Львы из клетей выступали осторожно, порыкивая и сердито хлеща хвостами. Припадали к земле, рыча, меж тем как загонщики и их собаки наступали на них, дабы двигались они вперед, чтобы на них там охотился царь. Сухой ветер предлагал лишь хаос. Сухой ветер пел охотника, на кого охотятся, его последняя добыча далеко позади. Сухой ветер ревел и ярился, был копьями по щитам, лаял в глотках мастифов, пел в тетивах смерть, смерть, смерть.

И вот львы на равнине. Загонщики и собаки, копейщики и щитоносцы возвели стены, сквозь которые львам не проломиться, каких им не перепрыгнуть. На высоких колесах выкатывались колесницы, и царь слал стрелы, сея смерть среди львов.

Львы храбры, но надежды у них никакой. Будь у них свой царь, он повел бы их против царя колесниц и коней. Но у львов не оставалось времени выбирать себе царя. Колесницы уже средь них, копейщики и лучники охраняют своего царя и несут смерть каждому льву.

Последний лев, оставшийся в живых, — как раз тот, кого другие сделали бы своим царем, если б им позволили. Он был крупен, силен и свиреп и, с двумя стрелами в хребте, — еще жив. Стрелы жгли в нем огнем, зрение меркло, в ушах ревела кровь, а колеса колесниц рокотали. Пред ним и над ним, уносясь прочь, блистающий царь хладен в колеснице своей, копье наизготовку, копейщики рядом. Умирающий царь-лев прыгнул, вцепился в высокое и вращавшееся колесо, что подняло его к копьям. Рыча и хмурясь, впился зубами он в колесо, что подняло его и вознесло во тьму.

Лев пропал. Там, где был лев, вдруг стала пустая головокружительная чернота — похожее ощущение, когда слишком быстро разгибаешься после того, как долго был согбен.

Боаз-Яхин вновь осознал людей — они фотографировались, ели сэндвичи, пили газировку. Он прислушался к призрачным ревам за голосами, разобрал лишь кипень отсутствия в полости безмолвия: так можно услышать море в раковине.

— Львов больше нет, — произнес Боаз-Яхин.

Он подумал об отце и карте, которую тот забрал.
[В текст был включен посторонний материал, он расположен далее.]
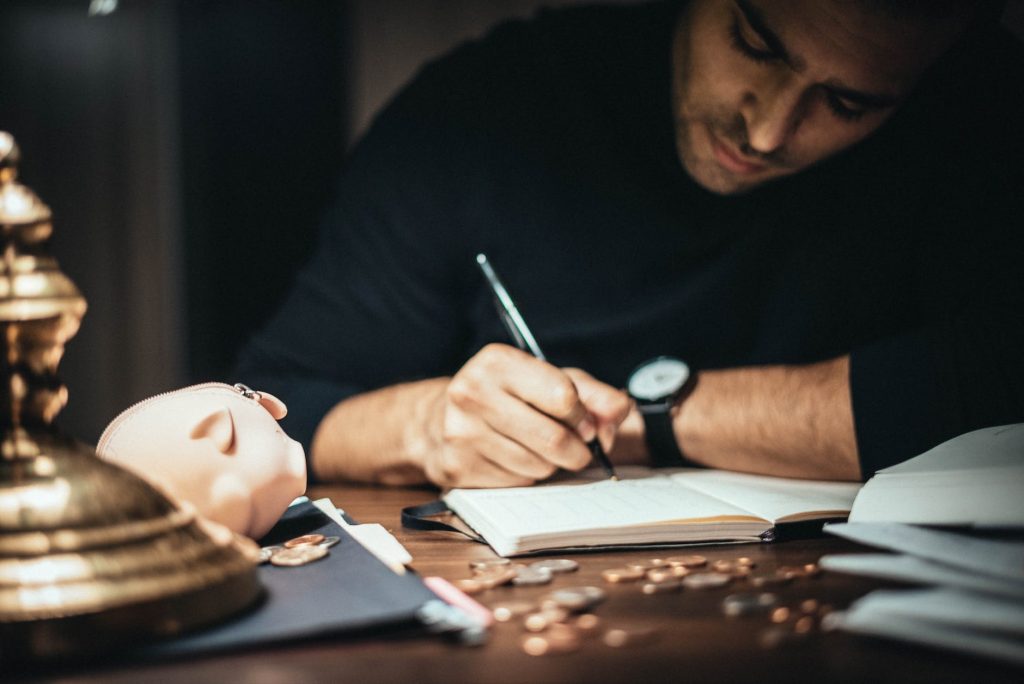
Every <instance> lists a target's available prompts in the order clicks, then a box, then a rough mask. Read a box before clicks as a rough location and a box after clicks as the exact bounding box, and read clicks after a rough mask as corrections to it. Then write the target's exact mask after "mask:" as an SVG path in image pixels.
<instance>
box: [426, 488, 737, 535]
mask: <svg viewBox="0 0 1024 684" xmlns="http://www.w3.org/2000/svg"><path fill="white" fill-rule="evenodd" d="M444 500H445V501H446V502H447V503H449V506H450V507H451V508H453V509H456V510H459V511H461V510H462V509H467V508H468V509H472V510H473V512H474V513H476V515H479V516H482V517H483V518H484V519H485V520H486V522H487V525H486V526H487V527H489V528H492V529H499V530H501V533H502V535H503V536H504V537H513V538H518V537H522V536H526V535H536V533H557V532H565V531H574V530H583V529H595V528H597V529H602V528H607V527H622V526H625V525H644V524H650V523H654V522H659V521H665V520H683V519H690V518H708V517H719V516H741V517H744V518H750V517H751V514H750V513H749V512H746V511H743V510H742V509H739V508H736V507H735V506H733V505H731V504H728V503H726V502H724V501H721V500H719V499H715V498H713V497H709V496H707V495H705V494H701V493H699V491H694V490H691V489H688V488H686V487H683V486H680V484H679V483H677V482H675V481H673V479H672V478H670V477H664V476H654V477H649V478H645V479H632V480H620V481H617V482H615V481H611V480H601V481H599V482H592V483H589V484H570V485H554V486H531V487H513V488H505V489H453V490H452V491H451V493H449V494H447V495H446V496H445V497H444ZM464 517H465V516H464ZM473 517H475V516H473ZM478 531H482V530H478Z"/></svg>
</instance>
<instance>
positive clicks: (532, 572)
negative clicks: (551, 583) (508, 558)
mask: <svg viewBox="0 0 1024 684" xmlns="http://www.w3.org/2000/svg"><path fill="white" fill-rule="evenodd" d="M513 567H514V569H515V576H514V578H513V579H512V584H513V585H515V586H517V587H537V586H540V585H550V584H551V579H552V578H553V576H554V575H553V574H552V572H551V570H550V569H548V568H547V567H543V566H542V567H537V566H535V565H518V566H515V565H514V566H513Z"/></svg>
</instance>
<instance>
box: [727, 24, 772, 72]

Что можно было б найти, не унеси Яхин-Боаз прекрасную карту с собой! У него, сына продавца карт, картографа и любителя карт, не имелось к картам никакого таланта, он не мог сам составить ни одной, что не была б дурацкой, уродливой и замаранной, и так вот отец наказал его — оставил без карты и одного со своею брошенной матерью, торчать в темной лавке по-стариковски, ждать, когда на двери звякнет колокольчик, ждать, чтобы продать средство обретения другим взыскующим.

В рюкзаке у Боаз-Яхина вместе с его одеждой и неоконченной картой лежали карандаш, бумага и маленькая линейка. Он вернулся в зал львиной охоты, одинокий среди людей вокруг. Тщательно измерил умирающего льва, прыгавшего на царскую колесницу. Измерил торчащие из льва стрелы, также измерил копья царя и царских копейщиков. В другой части того же барельефа была стрела, пронзившая умирающую львицу. Виднелись оба конца стрелы, и Боаз-Яхин сумел измерить ее полную длину. Все свои измерения он записал, аккуратно сложил бумагу и сунул в карман.

После этого покинул зал львиной охоты и вновь взошел на высокий курган, холм зрителей. Здесь он просидел долго. Забирая деньги из кассы в кабинете, Боаз-Яхин был уверен, что в лавку не вернется. Раньше он видел себя одиноким скитальцем — на улице играет на гитаре, на мостовой открыт чехол, чтобы прохожие кидали в него деньги. Однако в бессловесном отказе развалин вокруг, во вспомненном стуке его шагов по камням дорожной обочины минувшей ночью услышал он безмолвие неготовности.

Он побывал со львом. В нем это было. Пришло к нему, и что-то заставило его измерить изображение льва и изображения копий и стрел. Он не знал, зачем это сделал. Что-то большее может прийти к нему. В это место он явился найти, что делать дальше, а он хотя бы нашел, чего дальше не делать: он пока не станет искать отца. Он покамест вернется в лавку.